The fact Harold and Kumar both navigate careers (accounting and medicine) in exactly the kind of industries Chinese and Indian Americans are expected to thrive in, is also a clever way of reclaiming the lazy stereotypes present in Hollywood slacker comedies, and attempting to turn them into something more deep and meaningful.
Aside from this potent political message, Harold & Kumar is exactly the kind of comedy that speaks directly to anybody who has ever smoked an eighth of kush in one sitting and desired a bite of their favorite junk food. So often in stoner movies, the leads look like they're faking the funk, but Penn and Cho, who have a beautiful chemistry, have blood-shot eyes that suggest the set was filled with the thick smog of weed smoke.
Harold & Kumar Go To White Castle is the Citizen Kane of stoner movies, combining a prescient message about race with experiences to which only hard-core stoners will really be able to relate to.

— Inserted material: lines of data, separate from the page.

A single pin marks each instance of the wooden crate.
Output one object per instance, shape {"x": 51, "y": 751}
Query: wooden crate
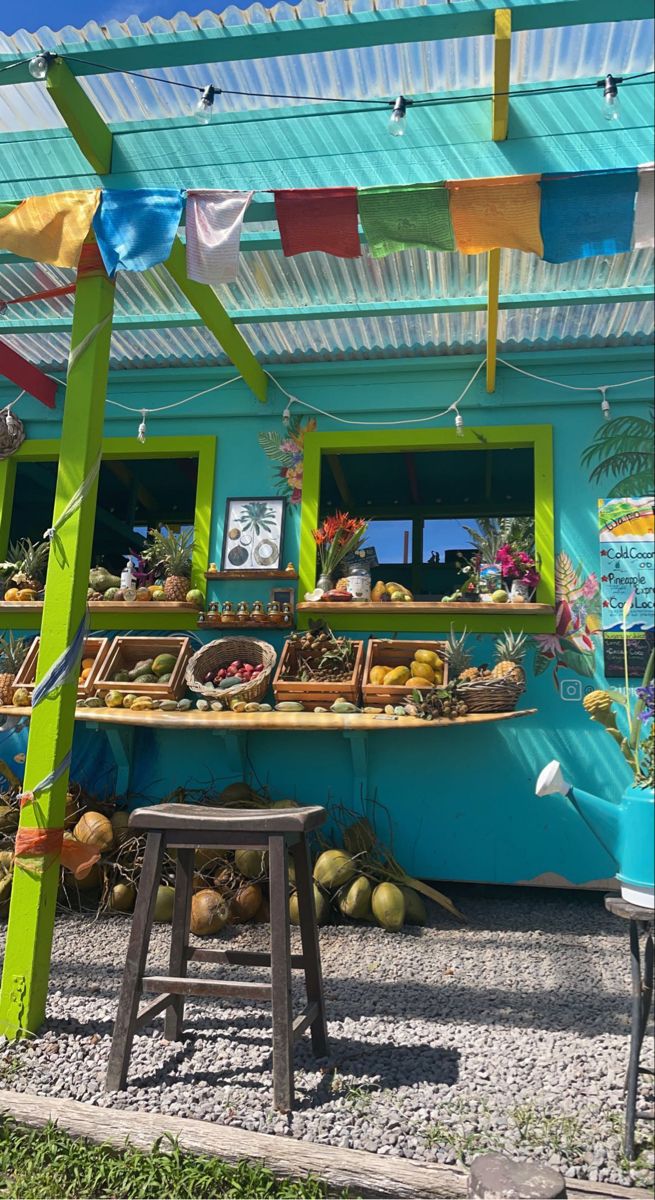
{"x": 318, "y": 695}
{"x": 396, "y": 653}
{"x": 95, "y": 648}
{"x": 126, "y": 652}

It bottles that feeling of being so high that even the most basic of tasks like, say, finding your keys, feels like climbing Mount Everest. In one underrated scene, Kumar realizes he's left his mobile phone back at the apartment. "Do you wanna run back and get it?" Harold asks. "No, we've come too far" replies Kumar, despite the fact they've only walked about 10 seconds.
The film more than doubled its $9m budget at the box office, winning critical plaudits, including from Roger Ebert, and inspiring a criminally underrated sequel where the pair poke fun at post-9/11 racism by escaping Guantanamo Bay. Now, 15 years after its release, the original movie, which was the first American R-rated comedy to have two lead actors of Asian-American ethnicity, feels quietly revolutionary. It set down a powerful precedent, creating more of an even playing field where comedies without white leads like Crazy Rich Asians and Girls Trip could also thrive. Perhaps more importantly, it rightly taught us that stoners will go to extreme lengths, even risking death, to eat what they crave.